Deferred Annuity table
|Company / Product||Rate||Yrs.|
|Liberty Bankers LifeBankers Elite 9||3.00%||9|
|Oxford LifeMulti-Select 8||2.80%||8|
|Sentinel Security LifePersonal Choice Annuity 7||3.10%||7|
|Atlantic Coast LifeSafe Haven 6||3.07%||6|
|AmericoPlatinum Assure 5||2.80%||5|
This is a table illustrating today's top interest rates for deferred annuities. The table lists the name of the insurance company, annual effective yield, and the number of years for which the yields are guaranteed. To learn more about deferred annuities click any line in the chart or call 800-872-6684 for quick answers.
For example, if you had $200,000 to invest in a MYGA annuity ladder, you might put $50,000 in a three-year MYGA, a five-year MYGA, a seven-year MYGA, and a ten-year MYGA (with each annuity being one step of the ladder).
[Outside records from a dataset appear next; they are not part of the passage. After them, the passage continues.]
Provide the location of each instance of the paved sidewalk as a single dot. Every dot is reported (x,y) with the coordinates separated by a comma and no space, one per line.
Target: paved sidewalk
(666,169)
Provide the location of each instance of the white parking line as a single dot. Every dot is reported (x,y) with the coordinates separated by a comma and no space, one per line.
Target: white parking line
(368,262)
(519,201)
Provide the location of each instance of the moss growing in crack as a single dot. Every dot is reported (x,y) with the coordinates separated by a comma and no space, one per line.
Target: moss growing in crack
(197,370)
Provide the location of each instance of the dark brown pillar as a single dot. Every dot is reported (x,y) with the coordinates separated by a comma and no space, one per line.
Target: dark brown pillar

When the three-year annuity matures, you'd reinvest in another three-year bond if you wanted to maintain the duration of the ladder, and take advantage of higher yields. (Typically, the longer the term of the annuity, the higher the yield.)
Regardless, penalty-free withdrawals of interest earned or up to 10% with some contracts, would be available to you on a regular basis over the period.
A MYGA annuity ladder will provide some protection against rising interest rates. If rates increase, you can purchase higher-yielding annuities with the annual income from the MYGAs or as each MYGA in your ladder matures.
When building a MYGA ladder, it pays to shop around.
A big mistake many investors make in building an annuity ladder is to simply rely on one insurance company's or one broker's offers. MYGA annuity rates vary quite a bit between different sources.
Our free online MYGA resources can help investors select the best MYGAs for their needs when building ladders.
MYGA ladders do come with some risks.
The issuer of the annuity should be a well-rated company. While very rare, you want to avoid buying an annuity from a company that may default.
To be sure, creating and maintaining a MYGA annuity ladder takes some time and effort. Many investors will benefit from consulting with a trusted advisor to help them construct the ladder.
For motivated investors, building an annuity ladder can lead to a stable foundation of retirement income.